Lastly, the culture within collegiate strength and conditioning is overdue for much-needed change. Humans have a habit of orienting their behavior toward what gets rewarded. If “hard work” is what catches the boss’s eye, don’t be surprised if coaches try to one up each other by spending longer and longer at the office.Humans have a habit of orienting their behavior toward what gets rewarded. Click To Tweet
The Results Only Work Environment, or ROWE, is not new in the business world, but it is extremely rare in the sporting world. In a ROWE, staff are free to dictate the duration and schedule of their work. They are not rewarded for hours, only for productivity on an agreed-upon set of metrics.
I would suggest that player availability, speed, strength and power outputs, reinjury rates, and swiftness of return to play relative to historical averages are good places to start. The indication is that such an approach doesn’t actually reduce hours worked. They’ll work hard regardless; the work is fun, and there’s simply a mandatory amount of work that coaches and athletes have to perform to be successful. But the “results first” mentality encourages efficiency, creativity, and momentum and reduces staff turnover.
Take the Road Less Travelled
If you’re reading this and thinking “this sounds like a lot of work” or “but nobody else does it like this,” that’s the point. Small improvements or variations on exactly what the opposition is doing secures a marginal benefit at best. Unless you are already the champions or perennial challengers, marginal change will not cut it.

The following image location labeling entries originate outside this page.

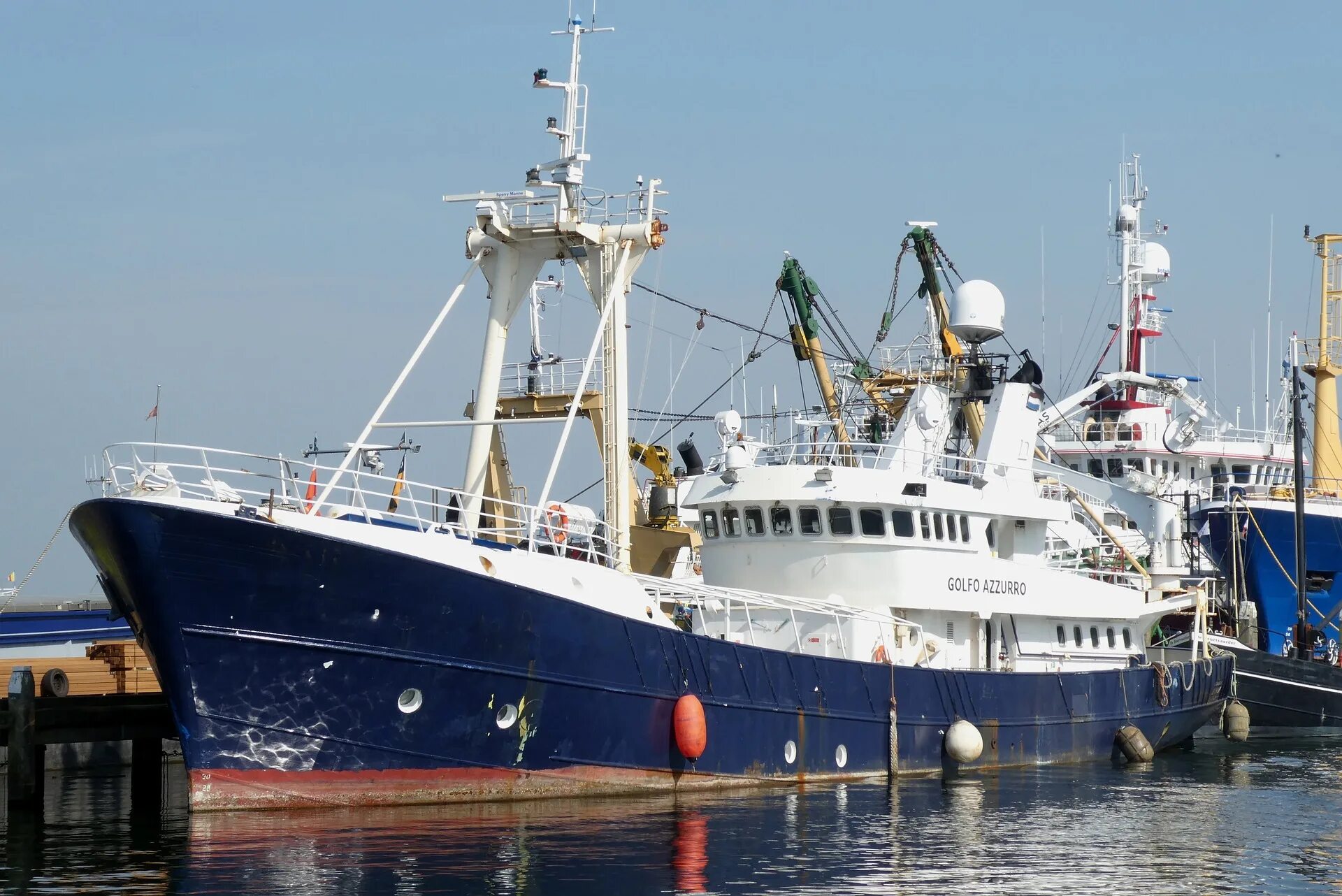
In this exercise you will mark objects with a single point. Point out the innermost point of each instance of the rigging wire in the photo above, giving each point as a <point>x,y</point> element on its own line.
<point>679,419</point>
<point>705,313</point>
<point>1078,354</point>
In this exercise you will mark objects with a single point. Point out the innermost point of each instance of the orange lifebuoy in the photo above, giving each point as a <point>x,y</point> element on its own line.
<point>691,729</point>
<point>557,535</point>
<point>312,491</point>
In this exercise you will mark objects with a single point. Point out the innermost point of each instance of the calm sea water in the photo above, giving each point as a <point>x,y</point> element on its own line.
<point>1263,817</point>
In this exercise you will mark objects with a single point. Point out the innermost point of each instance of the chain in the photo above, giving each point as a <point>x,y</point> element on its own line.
<point>894,294</point>
<point>942,255</point>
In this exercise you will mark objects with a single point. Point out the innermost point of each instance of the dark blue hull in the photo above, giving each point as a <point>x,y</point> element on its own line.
<point>1266,554</point>
<point>34,628</point>
<point>284,655</point>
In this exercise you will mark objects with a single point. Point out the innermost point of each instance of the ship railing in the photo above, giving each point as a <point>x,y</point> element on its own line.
<point>560,377</point>
<point>598,207</point>
<point>1095,564</point>
<point>1231,484</point>
<point>728,611</point>
<point>369,494</point>
<point>1127,439</point>
<point>882,456</point>
<point>923,353</point>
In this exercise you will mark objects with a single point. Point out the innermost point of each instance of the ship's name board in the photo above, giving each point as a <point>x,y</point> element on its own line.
<point>986,585</point>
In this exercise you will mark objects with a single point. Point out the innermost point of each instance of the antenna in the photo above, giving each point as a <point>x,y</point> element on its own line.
<point>1267,356</point>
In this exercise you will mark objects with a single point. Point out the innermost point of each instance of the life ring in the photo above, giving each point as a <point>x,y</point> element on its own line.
<point>557,535</point>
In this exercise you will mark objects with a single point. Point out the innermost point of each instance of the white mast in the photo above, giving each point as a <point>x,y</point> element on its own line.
<point>516,233</point>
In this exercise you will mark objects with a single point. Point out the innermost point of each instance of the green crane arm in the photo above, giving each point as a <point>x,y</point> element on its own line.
<point>805,337</point>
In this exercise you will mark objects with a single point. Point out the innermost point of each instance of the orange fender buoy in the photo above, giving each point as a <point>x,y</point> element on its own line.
<point>691,730</point>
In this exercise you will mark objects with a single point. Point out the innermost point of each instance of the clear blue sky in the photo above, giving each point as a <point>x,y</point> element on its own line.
<point>240,201</point>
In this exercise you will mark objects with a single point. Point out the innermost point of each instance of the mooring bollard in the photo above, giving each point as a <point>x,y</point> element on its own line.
<point>26,754</point>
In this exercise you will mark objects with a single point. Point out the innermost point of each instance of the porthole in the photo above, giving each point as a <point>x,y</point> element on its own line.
<point>410,700</point>
<point>506,716</point>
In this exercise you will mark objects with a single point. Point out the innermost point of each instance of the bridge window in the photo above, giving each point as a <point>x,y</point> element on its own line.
<point>730,522</point>
<point>840,521</point>
<point>902,522</point>
<point>755,521</point>
<point>872,521</point>
<point>710,523</point>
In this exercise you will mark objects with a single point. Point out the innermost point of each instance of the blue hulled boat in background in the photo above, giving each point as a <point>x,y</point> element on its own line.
<point>1279,545</point>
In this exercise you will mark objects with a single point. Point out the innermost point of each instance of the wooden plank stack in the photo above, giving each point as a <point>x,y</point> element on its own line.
<point>129,665</point>
<point>110,667</point>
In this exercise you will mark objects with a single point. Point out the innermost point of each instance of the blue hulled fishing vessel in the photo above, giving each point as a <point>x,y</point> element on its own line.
<point>866,609</point>
<point>1279,544</point>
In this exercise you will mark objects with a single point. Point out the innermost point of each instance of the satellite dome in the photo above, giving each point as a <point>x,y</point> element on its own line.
<point>1126,219</point>
<point>1156,265</point>
<point>977,312</point>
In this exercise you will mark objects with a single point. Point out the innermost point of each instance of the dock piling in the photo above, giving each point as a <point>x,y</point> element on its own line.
<point>27,769</point>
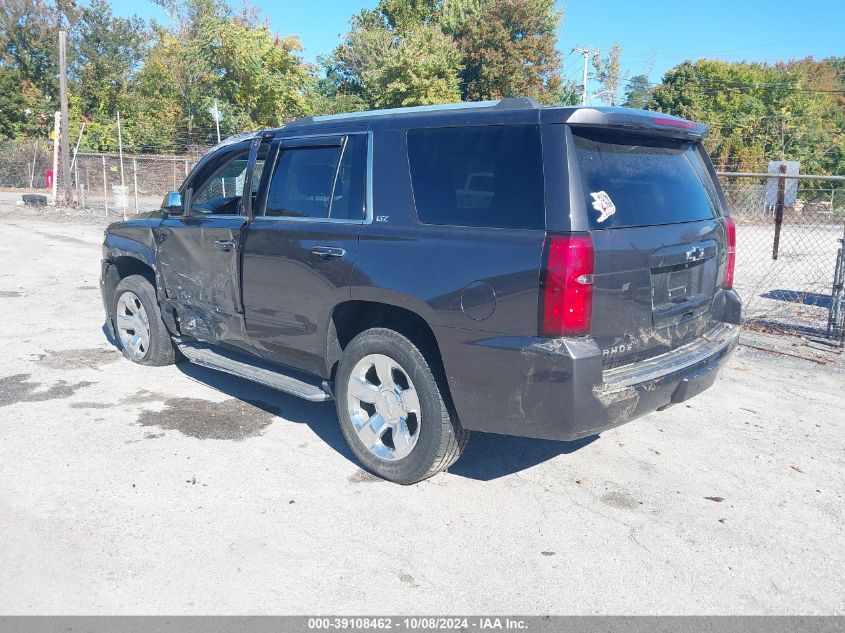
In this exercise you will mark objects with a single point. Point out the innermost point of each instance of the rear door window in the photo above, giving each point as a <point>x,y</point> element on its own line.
<point>320,182</point>
<point>302,183</point>
<point>488,176</point>
<point>635,180</point>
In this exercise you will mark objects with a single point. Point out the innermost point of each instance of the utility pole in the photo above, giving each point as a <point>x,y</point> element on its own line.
<point>57,124</point>
<point>64,129</point>
<point>587,53</point>
<point>217,120</point>
<point>120,149</point>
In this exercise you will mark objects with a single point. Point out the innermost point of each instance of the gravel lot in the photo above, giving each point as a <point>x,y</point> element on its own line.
<point>126,489</point>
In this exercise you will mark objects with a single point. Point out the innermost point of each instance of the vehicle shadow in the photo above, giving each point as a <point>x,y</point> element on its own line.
<point>320,417</point>
<point>487,456</point>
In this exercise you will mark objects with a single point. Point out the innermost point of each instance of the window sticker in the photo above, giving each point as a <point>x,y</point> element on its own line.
<point>603,204</point>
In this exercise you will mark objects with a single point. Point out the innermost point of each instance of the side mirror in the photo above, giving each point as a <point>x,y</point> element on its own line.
<point>172,203</point>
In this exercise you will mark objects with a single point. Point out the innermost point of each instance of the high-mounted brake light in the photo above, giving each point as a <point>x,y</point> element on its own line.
<point>730,262</point>
<point>687,125</point>
<point>567,285</point>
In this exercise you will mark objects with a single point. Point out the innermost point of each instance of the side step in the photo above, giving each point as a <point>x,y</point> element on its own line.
<point>207,357</point>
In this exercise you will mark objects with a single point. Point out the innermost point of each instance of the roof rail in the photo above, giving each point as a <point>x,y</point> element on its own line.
<point>510,103</point>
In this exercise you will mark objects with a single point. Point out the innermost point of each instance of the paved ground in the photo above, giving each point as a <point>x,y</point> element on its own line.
<point>126,489</point>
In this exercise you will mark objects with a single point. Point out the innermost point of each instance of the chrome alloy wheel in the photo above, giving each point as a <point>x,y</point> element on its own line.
<point>133,327</point>
<point>384,407</point>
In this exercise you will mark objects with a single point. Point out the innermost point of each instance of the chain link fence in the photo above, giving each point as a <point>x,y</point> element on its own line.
<point>789,228</point>
<point>788,237</point>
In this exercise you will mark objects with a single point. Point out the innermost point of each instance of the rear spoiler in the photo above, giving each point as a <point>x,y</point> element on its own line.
<point>654,123</point>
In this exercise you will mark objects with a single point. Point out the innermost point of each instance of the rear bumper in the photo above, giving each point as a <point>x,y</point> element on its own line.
<point>556,388</point>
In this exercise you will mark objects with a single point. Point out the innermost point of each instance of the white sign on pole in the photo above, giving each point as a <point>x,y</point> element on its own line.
<point>119,192</point>
<point>791,184</point>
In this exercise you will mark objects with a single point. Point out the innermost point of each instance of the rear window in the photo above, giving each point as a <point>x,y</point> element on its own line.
<point>632,180</point>
<point>478,176</point>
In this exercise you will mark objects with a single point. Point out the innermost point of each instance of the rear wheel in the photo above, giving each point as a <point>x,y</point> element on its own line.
<point>391,410</point>
<point>142,335</point>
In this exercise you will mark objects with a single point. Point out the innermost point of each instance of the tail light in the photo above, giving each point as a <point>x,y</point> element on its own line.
<point>566,290</point>
<point>730,262</point>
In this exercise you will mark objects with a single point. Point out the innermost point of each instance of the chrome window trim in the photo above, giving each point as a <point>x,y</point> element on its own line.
<point>368,217</point>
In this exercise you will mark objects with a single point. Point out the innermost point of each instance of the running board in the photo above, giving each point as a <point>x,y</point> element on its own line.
<point>207,357</point>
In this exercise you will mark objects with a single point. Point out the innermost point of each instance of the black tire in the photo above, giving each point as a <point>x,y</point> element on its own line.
<point>160,351</point>
<point>441,439</point>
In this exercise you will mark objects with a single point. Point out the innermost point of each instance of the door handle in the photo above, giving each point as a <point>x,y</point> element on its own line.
<point>226,245</point>
<point>328,251</point>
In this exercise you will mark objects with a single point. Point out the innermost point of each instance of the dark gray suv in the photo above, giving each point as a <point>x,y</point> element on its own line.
<point>502,267</point>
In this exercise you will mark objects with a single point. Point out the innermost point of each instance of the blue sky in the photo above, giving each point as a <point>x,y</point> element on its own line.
<point>659,30</point>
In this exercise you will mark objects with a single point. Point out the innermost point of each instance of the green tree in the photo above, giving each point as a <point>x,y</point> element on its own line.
<point>388,67</point>
<point>757,112</point>
<point>508,49</point>
<point>637,92</point>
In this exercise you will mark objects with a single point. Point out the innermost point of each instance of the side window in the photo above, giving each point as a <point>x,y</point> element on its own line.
<point>221,192</point>
<point>349,199</point>
<point>488,176</point>
<point>320,182</point>
<point>302,182</point>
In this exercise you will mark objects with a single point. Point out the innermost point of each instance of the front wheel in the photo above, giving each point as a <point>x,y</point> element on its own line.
<point>143,337</point>
<point>391,409</point>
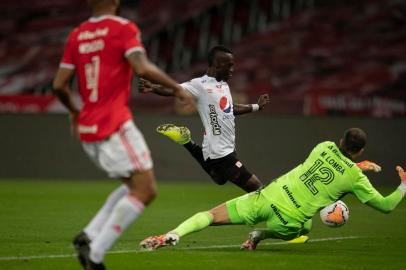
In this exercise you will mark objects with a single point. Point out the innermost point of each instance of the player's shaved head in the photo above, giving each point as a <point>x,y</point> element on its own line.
<point>354,140</point>
<point>104,7</point>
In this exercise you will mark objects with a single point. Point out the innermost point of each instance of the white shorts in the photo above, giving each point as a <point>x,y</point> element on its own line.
<point>123,153</point>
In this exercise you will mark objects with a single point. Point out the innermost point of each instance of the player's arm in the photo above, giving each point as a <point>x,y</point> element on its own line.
<point>144,68</point>
<point>388,203</point>
<point>367,166</point>
<point>145,86</point>
<point>61,88</point>
<point>248,108</point>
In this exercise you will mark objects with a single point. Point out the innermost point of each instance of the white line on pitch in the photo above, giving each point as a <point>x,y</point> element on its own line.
<point>22,258</point>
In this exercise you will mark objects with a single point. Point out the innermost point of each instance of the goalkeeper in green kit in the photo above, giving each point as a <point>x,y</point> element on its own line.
<point>288,204</point>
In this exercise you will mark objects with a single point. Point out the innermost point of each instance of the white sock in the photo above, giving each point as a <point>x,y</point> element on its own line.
<point>124,213</point>
<point>95,225</point>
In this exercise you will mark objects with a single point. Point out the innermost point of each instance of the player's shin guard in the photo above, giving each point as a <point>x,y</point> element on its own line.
<point>194,224</point>
<point>124,213</point>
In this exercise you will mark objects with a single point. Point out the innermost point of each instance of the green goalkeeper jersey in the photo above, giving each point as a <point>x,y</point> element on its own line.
<point>324,177</point>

Wholesale change is required, particularly in a field where contracts are short, and results need to come fast. Rapid improvement will be earned by those with the courage to do what everyone else isn’t doing, and who exercise the judgement to pick winning strategies and see them through to their logical conclusion.
Down the road, we need to collectively make a change for the profession to be valued and to mature. You don’t have to leave a job or boycott, just remember to be firm on what you believe so the next person that replaces you is in a better situation. If we all do that, in time we will all be better off.